No wonder why many are using AI to write their papers. I wish I had that back when I needed to pad my paper to fit moronic minimum word requirements!
Anyway, this broken system is what destroys curiosity in research. The same happens for doctors where they're expected to remember tons of shit just to pass. And no, the brain is not infinite. If you fill it with raw data, you train it to rely on raw data instead of true understanding.
No wonder why it takes decades for the truth to come out in any field. The system rewards compliance with the status quo even though it talks like it likes innovation.
Great read, good essay 👍🏼
Academia was already moribund before LLMs. LLMs just exposed the rot by letting pigs fly.

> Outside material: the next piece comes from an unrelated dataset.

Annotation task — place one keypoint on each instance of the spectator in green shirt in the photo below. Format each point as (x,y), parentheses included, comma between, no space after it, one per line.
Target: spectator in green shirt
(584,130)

Part of it is the general loss of personal responsibility and accountability towards the ideals/virtues we profess to imbue. This has been going on since forever, we've just taken it to the absurd.
Back in '08 (and '15) I contemplated doing a PhD. In '08 I didn't because I felt there were too many useless PhDs and I didn't want to be just another. I remember talking to anthropologists and social scientists in general pursuing topics simply because a professor had indicated it or a grant was available, and they had no desire for their pursuits. There's no space in Academia, nor in any other "profession" or "sector" cannibalized by the cult of money and modernity, for true believers.
The good news is LLMs will hasten the inevitable collapse of hubris. I suppose it's not "good", but once the music stops, we'll be able to appreciate the sound of silence.
And for LLM luddites the medium term is looking peachy. It's hard to imagine younger generations stealing our lunch.
And and and, just wait until LLMs start learning based on faux human produced LLM garbage knowledge. It'll instigate recursive degeneration.
Years ago this was plainly obvious to anyone able to step back and think about it. That no guardrails against this were created says more about us as a civilization than LLMs.